RLECs receiving model-based or other fixed high-cost USF support could elect to move their lower-speed -- DS3 (45 Mbps) and below -- TDM-based BDS offerings to incentive-based price caps. Electing carriers' lower-speed TDM-based end-user (last-mile) "channel terminations" would be freed from ex-ante pricing regulation in local markets deemed competitive under a test, while their high-speed TDM-based BDS (above DS3 speed) and packet-based BDS connections would be freed from such regulation outright. They wouldn't have to comply with tariffing, cost-assignment and federal-state jurisdictional separations requirements.
NTCA had backed "this sort of relief and incentive regulation path" as an RLEC option, said Senior Vice President Mike Romano. "By and large, the draft lays out that path." He said the draft competitive market test appears different from what his group proposed but "workable." Romano said few concerns have been raised throughout the proceeding: "That speaks volumes." It's unclear if the relative calm will hold, but if it does, it will be a good sign for the draft, he said. Others were skeptical there would be a big industry fight.
AT&T and Sprint raised concerns in comments on the NPRM, including about an "all-or-nothing" rule and the rate-of-return target for price caps (see 1807030030). AT&T wanted the all-or-nothing rule to apply across electing RLEC study areas and interstate services, but the draft says that rule applies only to existing price-cap carriers. AT&T and Sprint wanted the RoR target set at or quickly cut to a 9.75 percent target, but the draft eyes a 10.5 percent transitional target.
Morelli said such concerns haven't been a "major issue in our discussions" with officials. Some said both carriers have larger issues, particularly Sprint, which is seeking commission and DOJ approval of its proposed sale to T-Mobile. AT&T and Sprint didn't comment.
The first draft FNPRM seeks comment on treatment of lower-capacity TDM transport of electing RoR telcos. It noted competition "may not be as robust in the less dense and more rural study areas that rate-of-return carriers typically serve, compared to the denser and more populated price cap study areas."
Responding to a partial court reversal, a second draft FNPRM proposes to scrap ex-ante price regulation of price-cap carrier TDM-based transport services. While largely upholding a 2017 price-cap BDS deregulation order, a U.S. 8th Circuit Court of Appeals panel ruled Aug. 28 the FCC didn't provide adequate notice under the Administrative Procedure Act of its previous transport price deregulation (see 1808280050). That was a "very minor foot fault," said a cable lawyer, calling it a "foregone conclusion" the FCC will reinstate the TDM-based transport relief.
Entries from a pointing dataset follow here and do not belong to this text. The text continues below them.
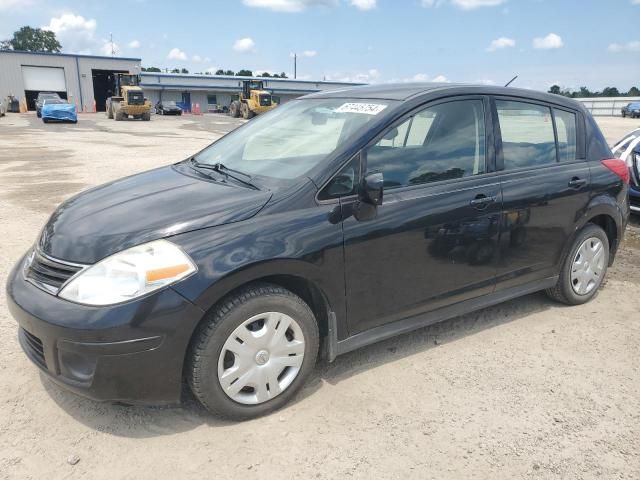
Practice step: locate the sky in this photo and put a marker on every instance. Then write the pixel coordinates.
(571, 43)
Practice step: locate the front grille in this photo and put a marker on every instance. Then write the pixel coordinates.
(33, 346)
(265, 100)
(49, 274)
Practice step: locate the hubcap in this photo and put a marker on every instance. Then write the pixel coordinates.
(587, 267)
(261, 358)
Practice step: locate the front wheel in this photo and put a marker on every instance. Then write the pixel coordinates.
(584, 267)
(253, 353)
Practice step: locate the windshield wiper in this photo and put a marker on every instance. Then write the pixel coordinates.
(224, 170)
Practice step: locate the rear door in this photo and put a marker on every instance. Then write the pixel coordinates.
(545, 186)
(433, 241)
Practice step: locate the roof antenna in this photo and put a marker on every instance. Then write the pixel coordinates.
(511, 81)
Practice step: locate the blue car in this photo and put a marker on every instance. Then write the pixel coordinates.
(58, 110)
(628, 149)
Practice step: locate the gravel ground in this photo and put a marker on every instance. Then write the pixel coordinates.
(527, 389)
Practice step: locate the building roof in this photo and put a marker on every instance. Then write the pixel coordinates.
(25, 52)
(234, 77)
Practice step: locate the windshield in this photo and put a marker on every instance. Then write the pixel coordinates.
(292, 139)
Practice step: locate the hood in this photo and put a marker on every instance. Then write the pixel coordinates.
(144, 207)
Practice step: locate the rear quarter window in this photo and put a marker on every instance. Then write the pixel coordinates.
(528, 138)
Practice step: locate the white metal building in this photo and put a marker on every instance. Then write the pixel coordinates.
(85, 79)
(79, 78)
(207, 91)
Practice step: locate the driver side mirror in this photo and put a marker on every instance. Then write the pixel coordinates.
(372, 188)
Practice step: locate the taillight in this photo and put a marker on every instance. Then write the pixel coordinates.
(618, 167)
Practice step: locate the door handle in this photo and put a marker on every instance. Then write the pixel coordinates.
(482, 200)
(576, 182)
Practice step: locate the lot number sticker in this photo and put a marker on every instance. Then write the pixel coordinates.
(367, 108)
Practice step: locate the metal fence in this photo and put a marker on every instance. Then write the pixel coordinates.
(607, 106)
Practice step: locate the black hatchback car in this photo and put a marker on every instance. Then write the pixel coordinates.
(335, 221)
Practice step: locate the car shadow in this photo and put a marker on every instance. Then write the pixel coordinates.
(141, 421)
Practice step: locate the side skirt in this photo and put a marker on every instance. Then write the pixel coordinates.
(338, 347)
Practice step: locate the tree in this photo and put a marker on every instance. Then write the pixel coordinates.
(633, 92)
(32, 40)
(555, 89)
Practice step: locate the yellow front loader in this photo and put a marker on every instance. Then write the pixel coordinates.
(252, 101)
(128, 99)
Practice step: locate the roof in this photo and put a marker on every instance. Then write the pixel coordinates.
(234, 77)
(25, 52)
(405, 91)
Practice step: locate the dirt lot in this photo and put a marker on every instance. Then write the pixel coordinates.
(527, 389)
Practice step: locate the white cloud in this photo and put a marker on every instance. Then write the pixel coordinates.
(464, 4)
(423, 77)
(502, 42)
(473, 4)
(550, 41)
(364, 4)
(107, 49)
(633, 46)
(177, 54)
(15, 4)
(289, 5)
(244, 45)
(74, 32)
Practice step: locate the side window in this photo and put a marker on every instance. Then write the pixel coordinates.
(344, 182)
(438, 143)
(527, 134)
(566, 129)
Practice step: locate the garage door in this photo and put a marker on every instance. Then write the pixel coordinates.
(44, 79)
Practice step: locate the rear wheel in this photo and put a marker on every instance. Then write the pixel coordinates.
(584, 268)
(253, 353)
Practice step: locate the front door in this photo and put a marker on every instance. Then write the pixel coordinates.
(186, 101)
(434, 239)
(545, 186)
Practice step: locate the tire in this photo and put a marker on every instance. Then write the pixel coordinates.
(575, 285)
(234, 317)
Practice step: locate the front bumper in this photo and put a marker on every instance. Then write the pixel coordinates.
(132, 352)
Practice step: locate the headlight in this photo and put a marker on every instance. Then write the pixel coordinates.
(129, 274)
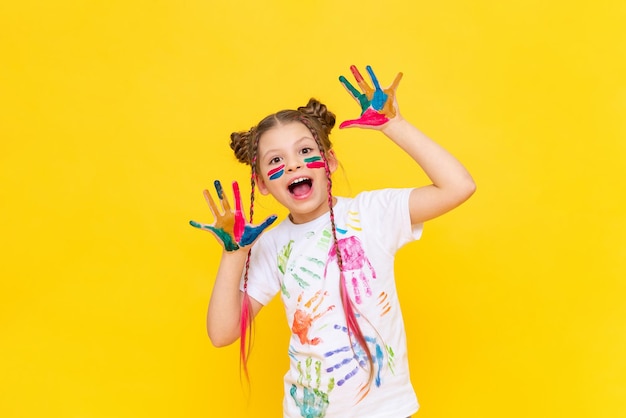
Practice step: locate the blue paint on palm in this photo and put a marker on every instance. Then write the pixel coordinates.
(380, 97)
(364, 102)
(251, 233)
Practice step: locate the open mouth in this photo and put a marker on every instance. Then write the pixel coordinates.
(300, 186)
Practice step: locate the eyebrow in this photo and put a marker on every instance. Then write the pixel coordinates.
(296, 143)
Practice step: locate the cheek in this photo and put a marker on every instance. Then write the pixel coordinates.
(314, 162)
(276, 173)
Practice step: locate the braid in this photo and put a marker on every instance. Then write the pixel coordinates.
(350, 311)
(245, 342)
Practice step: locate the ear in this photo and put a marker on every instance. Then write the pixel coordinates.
(260, 184)
(332, 160)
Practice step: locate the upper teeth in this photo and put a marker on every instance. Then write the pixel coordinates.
(299, 180)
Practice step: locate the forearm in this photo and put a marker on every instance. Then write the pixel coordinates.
(223, 316)
(451, 182)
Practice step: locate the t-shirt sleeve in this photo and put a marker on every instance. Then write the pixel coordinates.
(263, 284)
(387, 212)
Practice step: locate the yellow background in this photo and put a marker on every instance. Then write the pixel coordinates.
(114, 115)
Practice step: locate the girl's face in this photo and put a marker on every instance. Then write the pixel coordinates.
(291, 169)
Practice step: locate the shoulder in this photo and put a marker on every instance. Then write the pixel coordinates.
(381, 198)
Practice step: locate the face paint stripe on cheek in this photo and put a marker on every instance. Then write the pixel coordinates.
(275, 173)
(314, 162)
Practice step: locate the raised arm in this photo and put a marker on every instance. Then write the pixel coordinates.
(236, 236)
(451, 182)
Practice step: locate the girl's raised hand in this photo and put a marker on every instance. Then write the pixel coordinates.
(231, 227)
(377, 104)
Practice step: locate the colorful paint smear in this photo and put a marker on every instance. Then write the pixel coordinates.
(314, 162)
(231, 227)
(277, 172)
(376, 103)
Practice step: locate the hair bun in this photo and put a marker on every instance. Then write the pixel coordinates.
(240, 143)
(317, 110)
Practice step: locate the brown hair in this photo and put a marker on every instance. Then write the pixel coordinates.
(320, 121)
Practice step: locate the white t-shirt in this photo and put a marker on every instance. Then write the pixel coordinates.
(327, 375)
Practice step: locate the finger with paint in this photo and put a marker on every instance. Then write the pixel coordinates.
(224, 225)
(377, 104)
(231, 227)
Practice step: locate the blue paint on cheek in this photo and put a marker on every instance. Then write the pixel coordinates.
(276, 175)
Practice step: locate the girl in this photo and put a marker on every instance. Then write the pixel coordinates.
(332, 259)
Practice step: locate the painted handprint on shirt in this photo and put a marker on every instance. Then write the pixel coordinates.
(354, 263)
(355, 360)
(313, 402)
(231, 227)
(377, 104)
(306, 314)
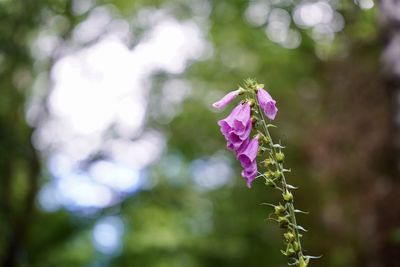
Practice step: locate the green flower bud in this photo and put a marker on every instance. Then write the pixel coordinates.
(296, 246)
(290, 251)
(280, 157)
(277, 174)
(270, 183)
(303, 263)
(283, 222)
(266, 140)
(287, 196)
(279, 209)
(269, 174)
(254, 120)
(269, 162)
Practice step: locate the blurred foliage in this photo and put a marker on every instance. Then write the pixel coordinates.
(323, 92)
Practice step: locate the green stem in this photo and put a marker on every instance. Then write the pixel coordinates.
(284, 183)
"I doubt you're going to see much difference from the last proceeding," agreed Phillip Berenbroick, Public Knowledge senior policy counsel. He said the FCC "pretty much got the green light" from the 8th Circuit panel on BDS deregulation.
The APA "is cool," but the underlying statute is "what should command" the FCC on regulation of key BDS "middle-mile" network connections, said Mark Cooper, Consumer Federation of America senior fellow. "You've had an administrative repeal of the Communications Act," that allows "monopoly rents," he said. "The Bells are subsidizing their wireless and broadband networks with core Title II utility services. ... Everyone at the edge is now strangled by BDS." He's not optimistic the FCC will change direction unless a Democratic administration takes over in 2021.